The numbers that have only 2 as the prime factor are $2,4,8,16,32,64,128$.
Therefore, we can say that there are 7 numbers in the set \[\left\{ 2,\text{ }3,\text{ }4,\ldots ..,200 \right\}\] that have only 2 as the prime factor.
Next, consider the numbers that have only 5 as the prime factor. They are $5,25,125$.
Hence we can say that there are only 3 numbers in the set \[\left\{ 2,\text{ }3,\text{ }4,\ldots ..,200 \right\}\] that have only 5 as the prime factor.
Next, we have to consider the numbers that have only 2 and 5 as the prime factors. They are $10,20,40,50,80,100,160,200$.
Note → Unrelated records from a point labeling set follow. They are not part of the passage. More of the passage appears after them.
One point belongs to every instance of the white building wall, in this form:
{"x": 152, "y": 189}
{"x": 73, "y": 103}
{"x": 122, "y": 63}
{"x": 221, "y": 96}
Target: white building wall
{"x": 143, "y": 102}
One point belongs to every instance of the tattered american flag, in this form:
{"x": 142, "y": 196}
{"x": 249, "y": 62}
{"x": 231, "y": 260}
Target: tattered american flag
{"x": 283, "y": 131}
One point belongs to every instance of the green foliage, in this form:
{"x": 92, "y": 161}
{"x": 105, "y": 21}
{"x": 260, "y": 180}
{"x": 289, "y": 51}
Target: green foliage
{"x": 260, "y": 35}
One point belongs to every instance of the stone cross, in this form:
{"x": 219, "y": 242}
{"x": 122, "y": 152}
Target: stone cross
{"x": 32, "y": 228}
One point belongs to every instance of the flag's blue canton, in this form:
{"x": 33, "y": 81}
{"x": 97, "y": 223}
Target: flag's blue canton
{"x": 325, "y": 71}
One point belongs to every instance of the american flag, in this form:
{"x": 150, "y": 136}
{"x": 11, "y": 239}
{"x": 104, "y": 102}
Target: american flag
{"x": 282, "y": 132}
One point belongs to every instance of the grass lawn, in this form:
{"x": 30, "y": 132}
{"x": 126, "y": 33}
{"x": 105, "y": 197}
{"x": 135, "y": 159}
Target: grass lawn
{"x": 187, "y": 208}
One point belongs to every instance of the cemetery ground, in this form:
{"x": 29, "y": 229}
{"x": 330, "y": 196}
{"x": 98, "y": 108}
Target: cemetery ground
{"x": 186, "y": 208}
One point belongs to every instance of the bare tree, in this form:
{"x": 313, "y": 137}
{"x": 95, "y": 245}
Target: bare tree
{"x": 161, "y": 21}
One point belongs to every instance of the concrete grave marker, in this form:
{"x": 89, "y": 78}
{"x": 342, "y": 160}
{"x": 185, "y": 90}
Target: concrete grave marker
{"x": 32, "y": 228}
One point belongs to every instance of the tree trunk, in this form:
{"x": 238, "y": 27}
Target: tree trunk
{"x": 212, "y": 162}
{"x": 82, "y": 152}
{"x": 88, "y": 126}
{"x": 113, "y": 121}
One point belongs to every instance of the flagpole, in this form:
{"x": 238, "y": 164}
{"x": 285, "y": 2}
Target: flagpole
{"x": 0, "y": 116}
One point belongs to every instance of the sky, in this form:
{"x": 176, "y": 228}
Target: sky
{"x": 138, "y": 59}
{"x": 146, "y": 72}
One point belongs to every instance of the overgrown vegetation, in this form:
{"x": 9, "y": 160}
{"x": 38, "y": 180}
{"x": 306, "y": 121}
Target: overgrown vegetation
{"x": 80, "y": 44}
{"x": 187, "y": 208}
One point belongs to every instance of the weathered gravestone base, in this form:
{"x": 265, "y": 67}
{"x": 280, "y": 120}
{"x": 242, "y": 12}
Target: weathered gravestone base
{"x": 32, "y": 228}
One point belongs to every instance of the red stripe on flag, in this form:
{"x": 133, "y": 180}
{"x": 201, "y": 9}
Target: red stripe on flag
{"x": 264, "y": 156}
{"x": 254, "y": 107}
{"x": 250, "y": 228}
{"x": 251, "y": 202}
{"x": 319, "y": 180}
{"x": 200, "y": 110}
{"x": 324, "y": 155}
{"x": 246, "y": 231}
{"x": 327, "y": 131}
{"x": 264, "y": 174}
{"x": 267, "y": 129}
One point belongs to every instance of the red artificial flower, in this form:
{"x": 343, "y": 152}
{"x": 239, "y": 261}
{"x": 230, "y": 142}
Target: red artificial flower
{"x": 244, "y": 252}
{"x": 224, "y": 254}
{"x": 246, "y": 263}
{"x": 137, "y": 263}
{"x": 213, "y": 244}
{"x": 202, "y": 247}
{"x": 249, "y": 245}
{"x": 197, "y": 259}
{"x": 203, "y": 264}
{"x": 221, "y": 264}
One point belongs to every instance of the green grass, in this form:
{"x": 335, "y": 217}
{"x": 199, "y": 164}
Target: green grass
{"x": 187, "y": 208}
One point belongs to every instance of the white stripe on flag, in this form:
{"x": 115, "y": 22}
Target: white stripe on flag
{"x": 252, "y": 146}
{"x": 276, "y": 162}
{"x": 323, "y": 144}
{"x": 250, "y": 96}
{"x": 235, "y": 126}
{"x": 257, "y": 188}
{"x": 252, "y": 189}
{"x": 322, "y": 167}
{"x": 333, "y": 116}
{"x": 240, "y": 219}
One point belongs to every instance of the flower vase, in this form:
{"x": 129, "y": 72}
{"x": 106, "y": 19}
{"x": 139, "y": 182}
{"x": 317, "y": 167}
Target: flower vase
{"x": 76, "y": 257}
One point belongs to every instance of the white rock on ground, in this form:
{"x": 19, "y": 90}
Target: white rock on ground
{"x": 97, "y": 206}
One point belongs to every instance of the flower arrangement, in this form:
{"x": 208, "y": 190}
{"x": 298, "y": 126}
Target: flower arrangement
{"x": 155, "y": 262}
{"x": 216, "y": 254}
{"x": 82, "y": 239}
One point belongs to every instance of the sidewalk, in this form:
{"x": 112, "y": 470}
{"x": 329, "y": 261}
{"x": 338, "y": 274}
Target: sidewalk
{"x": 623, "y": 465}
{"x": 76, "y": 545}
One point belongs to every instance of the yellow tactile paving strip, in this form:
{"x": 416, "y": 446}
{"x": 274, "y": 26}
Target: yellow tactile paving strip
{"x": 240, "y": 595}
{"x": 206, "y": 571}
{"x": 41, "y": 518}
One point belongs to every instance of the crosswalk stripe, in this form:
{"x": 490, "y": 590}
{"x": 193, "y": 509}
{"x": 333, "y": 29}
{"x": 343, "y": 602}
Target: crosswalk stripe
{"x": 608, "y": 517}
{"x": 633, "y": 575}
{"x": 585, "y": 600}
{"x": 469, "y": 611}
Hence, we can say that there are 8 numbers that have only prime factors 2 and 5.
Therefore, the total numbers that have the prime factors 2 or 5 or 2 and 5 = 7 + 3 + 8 = 18.
Hence, there are 18 positive numbers in the set \[\left\{ 2,\text{ }3,\text{ }4,\ldots ..,200 \right\}\] such that $\dfrac{1}{n}$ has a decimal expansion.
So, the correct answer for this question is option (b).

Note: Here, you have to consider only such $n$ in the set that has the prime factors 2 and 5. If any other prime factors such as 3, 5, 7, 11 etc occurs then the $\dfrac{1}{n}$, won’t have a terminating expansion. If you consider any number that has the prime factor other than 2 and 5, then you would get a wrong answer.